Milano – Durante il parto circa una donna su dieci va incontro ad un grave sanguinamento: sono i dati dell’Organizzazione Mondiale della Sanità, secondo la quale questo sanguinamento è responsabile del 25% di tutte le morti di una madre durante il parto. E il dato è in aumento: infatti questi gravi sanguinamenti sono quasi raddoppiati negli ultimi dieci anni, sia un Usa che in Europa.

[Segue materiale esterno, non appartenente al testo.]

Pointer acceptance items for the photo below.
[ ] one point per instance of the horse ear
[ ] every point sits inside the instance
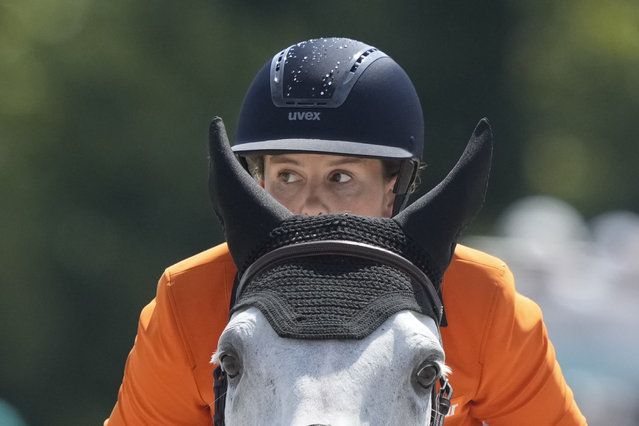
(436, 219)
(247, 212)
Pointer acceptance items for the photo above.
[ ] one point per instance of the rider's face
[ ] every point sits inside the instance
(318, 184)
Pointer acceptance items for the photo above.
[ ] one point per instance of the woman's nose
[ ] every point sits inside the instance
(314, 202)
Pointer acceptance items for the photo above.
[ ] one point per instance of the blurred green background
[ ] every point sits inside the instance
(104, 112)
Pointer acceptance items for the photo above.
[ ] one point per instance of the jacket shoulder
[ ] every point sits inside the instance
(469, 259)
(213, 258)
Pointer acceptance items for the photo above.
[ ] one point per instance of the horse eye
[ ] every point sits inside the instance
(427, 375)
(231, 365)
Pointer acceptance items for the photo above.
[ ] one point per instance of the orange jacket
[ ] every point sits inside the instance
(504, 366)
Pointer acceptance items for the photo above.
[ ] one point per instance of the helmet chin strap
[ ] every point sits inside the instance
(405, 178)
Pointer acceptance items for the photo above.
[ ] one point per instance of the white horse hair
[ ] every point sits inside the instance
(373, 381)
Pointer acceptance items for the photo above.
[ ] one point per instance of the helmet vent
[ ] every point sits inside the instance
(361, 58)
(278, 62)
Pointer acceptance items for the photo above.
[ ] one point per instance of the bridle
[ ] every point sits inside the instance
(440, 398)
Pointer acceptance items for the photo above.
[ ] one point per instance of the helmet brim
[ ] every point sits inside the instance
(322, 146)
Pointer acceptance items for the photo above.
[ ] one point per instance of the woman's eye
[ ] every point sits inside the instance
(231, 365)
(427, 375)
(288, 177)
(340, 177)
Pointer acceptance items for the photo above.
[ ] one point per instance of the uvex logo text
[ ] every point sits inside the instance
(300, 115)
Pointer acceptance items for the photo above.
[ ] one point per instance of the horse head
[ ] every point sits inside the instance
(335, 318)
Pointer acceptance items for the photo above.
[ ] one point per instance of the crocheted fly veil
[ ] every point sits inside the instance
(340, 276)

Per ridurre queste emorragie post-parto, alla Clinica Mangiagalli della Fondazione Ca’ Granda Policlinico di Milano è stato messo in atto uno speciale modello organizzativo, al momento unico in Italia: “e i risultati ottenuti finora – spiega Antonio Nicolini, responsabile della Radiologia Interventistica – sono molteplici e incoraggianti”.
Nel percorso del parto i medici hanno a disposizione un importante indicatore chiamato “Maternal Near Miss”, che rappresenta il numero di donne che hanno rischiato di morire ma che sono sopravvissute grazie all’elevata assistenza sanitaria. Queste “Near Miss” in circa la metà dei casi sono dovute a una grave emorragia post-parto: la causa principale è legata alla placenta, sia per un’anomalia della sua posizione sia perché può aver “invaso” la parete dell’utero o gli organi vicini. Queste patologie sono in costante crescita, “perché le partorienti hanno un’età più avanzata che in passato, ma anche a causa del più frequente ricorso al parto cesareo e alla fecondazione assistita”. Per questo alla Mangiagalli, nel Dipartimento guidato da Luigi Fedele, si è formata una squadra di esperti dedicata che comprende ginecologi, radiologi interventisti, anestesiti-rianimatori e fisici sanitari: i lavori sono cominciati un anno fa, con l’obiettivo di ridurre l’emorragia post-parto attraverso tecniche di radiologia interventistica.
La procedura si basa su particolari tecniche di embolizzazione o di blocco di flusso dell’arteria uterina, grazie alle quali i medici sono in grado di controllare l’eventuale emorragia nel momento più critico, ovvero quello in cui avviene il distacco della placenta subito dopo il parto. “L’intera procedura si svolge interamente in sala parto – spiega Nicolini – adeguatamente allestita con apparecchi angiografici, al fine di ottimizzare sicurezza e tempistica dell’intervento. La finalità è quella di ridurre temporaneamente il flusso di sangue all’utero subito dopo il parto cesareo, cioè quando l’entità del sanguinamento ha il suo picco. Nelle ore successive, quando le probabilità di emorragia si riducono, l’utero viene nuovamente irrorato, grazie ad esempio all’utilizzo di una sostanza ‘embolizzante’ composta di un materiale che si riassorbe spontaneamente nel tempo”.
Questa tecnica, ma soprattutto il modello organizzativo con cui è applicata, hanno permesso di ridurre le perdite ematiche nelle donne che stanno partorendo di oltre il 50% (746 cc di sangue contro i 1640 cc dei casi controllo), e c’è stato bisogno di meno trasfusioni di sangue (nell’8% dei casi, rispetto al 36% del controllo). In un anno della sua applicazione, sottolinea Nicolini, “in nessun caso si è dovuto ricorrere all’asportazione dell’utero per arginare l’emorragia e per nessuna partoriente è stato necessario il ricovero in rianimazione”.
“Come per tutti i tipi di emorragia – conclude l’esperto – il tempo gioca un ruolo vitale. La nostra soluzione di operare in equipe in un’unica sala si sta dimostrando vincente. Purtroppo in Italia non sono noti casi di altri ospedali che abbiano optato per tale scelta, che sicuramente è più complessa dal punto di vista logistico ed economico, ma fornisce un controllo ed una sicurezza per la donna indubbiamente superiore”.